The LEGO Batman Movie's Relevant Numbers: One director, five writers. (Lord and Miller were producers only.)

The LEGO Ninjago Movie, by riffing on an intellectual property with lesser cultural omnipresence, exposed grievous cracks in the franchise's foundation. The same formula got trotted out — great voice acting, plenty of jokes, the same cyclical comedy of deflation. But something crucial was missing; the result felt strained, labored, desperate and, mostly, written-by-committee.

The LEGO Ninjago Movie's Relevant Numbers: Three directors, ten (!) writers. (Again, Lord and Miller served only as producers.)

Thus, a pattern of diminishing returns emerges: The LEGO movies work best, or at least most effortlessly, when they feel like loving, hands-on products of individual, idiosyncratic comic minds, not extensions of a brand. Sure, they're studio-produced international blockbusters, and sure, they dutifully bust blocks, but absent the direct involvement of Lord and Miller, these movies feel about as authentic and organic as a series of mass-produced bricks of brightly colored extruded plastic. They look great, but they don't quite ... click.

Enter, just in time, The LEGO Movie 2: The Second Part. Let's run the numbers:

The LEGO Movie 2: The Second Part's Relevant Numbers: One director (Mike Mitchell), three writers (Lord, Miller and Matthew Fogel).

Lord and Miller have ceded the director's chair this time out, but they're back pounding out jokes and jamming them into the screenplay so densely that the threat of gravitational collapse hangs over every second of screentime. But they, along with Matthew Fogel, who gets a story credit here, have created a remarkably solid narrative scaffolding that maintains structural integrity throughout.

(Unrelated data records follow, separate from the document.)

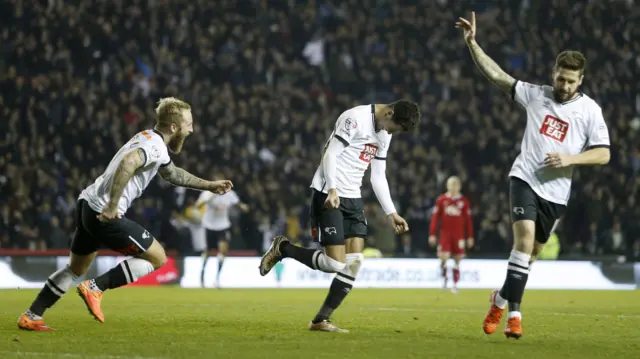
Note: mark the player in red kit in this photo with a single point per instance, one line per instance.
(452, 213)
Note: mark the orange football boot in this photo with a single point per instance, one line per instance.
(92, 298)
(326, 326)
(26, 323)
(494, 315)
(514, 328)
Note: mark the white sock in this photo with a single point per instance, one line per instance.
(61, 281)
(501, 302)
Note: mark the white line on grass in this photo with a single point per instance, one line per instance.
(21, 354)
(557, 314)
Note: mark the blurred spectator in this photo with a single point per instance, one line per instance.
(267, 79)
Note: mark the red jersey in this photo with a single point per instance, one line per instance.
(455, 214)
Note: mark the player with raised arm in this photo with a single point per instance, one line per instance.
(217, 224)
(361, 136)
(565, 128)
(100, 209)
(452, 216)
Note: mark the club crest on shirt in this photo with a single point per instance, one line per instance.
(370, 151)
(350, 124)
(554, 128)
(155, 152)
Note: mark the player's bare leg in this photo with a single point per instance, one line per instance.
(341, 285)
(516, 281)
(205, 258)
(444, 257)
(223, 250)
(55, 287)
(456, 272)
(126, 272)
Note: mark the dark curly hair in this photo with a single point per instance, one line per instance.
(406, 114)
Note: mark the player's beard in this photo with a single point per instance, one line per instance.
(175, 144)
(562, 96)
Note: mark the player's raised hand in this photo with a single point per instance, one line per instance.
(470, 242)
(557, 160)
(220, 187)
(108, 213)
(332, 201)
(399, 224)
(469, 27)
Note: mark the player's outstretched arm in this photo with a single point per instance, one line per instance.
(179, 177)
(487, 66)
(126, 169)
(380, 187)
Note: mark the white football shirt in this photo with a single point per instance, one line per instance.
(356, 129)
(156, 155)
(216, 213)
(570, 127)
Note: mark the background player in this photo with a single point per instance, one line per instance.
(101, 207)
(217, 225)
(361, 135)
(564, 128)
(452, 215)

The premise, briefly: We begin where the first LEGO movie left off. Our heroes Emmet (voiced by Chris Pratt), Wyldstyle/Lucy (voiced by Elizabeth Banks), Batman (voiced with gravelly pomposity by Will Arnett) and their LEGO fellows must face down repeated attacks from DUPLO aliens, who wreak their Ages-2-and-Up havoc upon the populace.

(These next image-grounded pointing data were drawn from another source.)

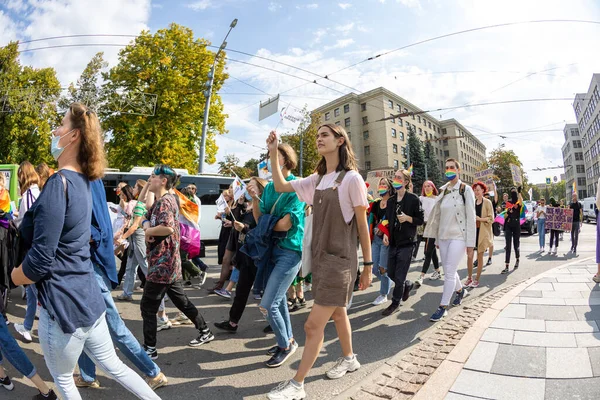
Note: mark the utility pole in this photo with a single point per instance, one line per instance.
(207, 94)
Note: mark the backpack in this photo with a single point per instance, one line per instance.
(461, 190)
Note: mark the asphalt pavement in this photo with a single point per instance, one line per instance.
(232, 366)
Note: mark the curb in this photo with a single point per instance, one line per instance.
(441, 381)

Emmet blithely maintains his cheery outlook in the face of this gritty, burnt-ochre, post-apocalyptic mise-en-scène (call it Mad Max: Fury Roadblocks, maybe?), but brooding badass Wyldstyle finds herself perfectly suited to her new environment. (Happily, the sequel corrects for a major shortcoming of the first film by giving her — and by extension, Elizabeth Banks — a lot more to do.)

Soon enough, the threat facing them all is revealed to be shapeshifting DUPLO Queen Watevra Wa'Nabi (say it out loud), voiced by Tiffany Haddish. Several musical numbers ensue, including one painstakingly engineered to embed a bubble-gum pop earworm deep inside your brain. Be warned: It succeeds.

Something the first film saved for a last-act reveal — the presence of a live-action, "real" world element that frames the LEGO universe — is foregrounded here, smartly, from the jump. And that device helps The LEGO Movie 2 avoid something that has historically plagued action/science-fiction/superhero blockbusters — the third-act collapse.

Remarkably, the film's final section features a clever-but-earned and entirely character-based pivot that serves to deepen and complicate its themes, adding a welcome layer of nuance to the proceedings.

That reveal, however, is the one thing that feels legitimately fresh and new about the film, which seems inevitable. While it's technically the direct sequel to 2014's The LEGO Movie, the unignorable presence of LEGO Batman and LEGO Ninjago, two movies that played in precisely its same tonal sandbox, means this latest film can't help but feel like a fourth bite of one very particular apple, not the second.

True, the jokes fly at you faster, but sheer familiarity means the laughs come fewer, because as Lord/Miller's once-rare element of surprise has grown steadily more common, its intrinsic, moment-to-moment value has gradually lessened. There's some hope that, as the LEGO Movie brand continues to extend itself (fingers crossed for The LEGO Who's Afraid of Virginia Woolf? Movie, over here) it will evolve beyond its current status as a simple franchise, and become a genre unto itself, because that would open the whole thing up to new possibilities. It could then be tweaked, bent, even wholly subverted in ways that could reinvent the heady rush that first film produced in viewers, instead of merely echoing it.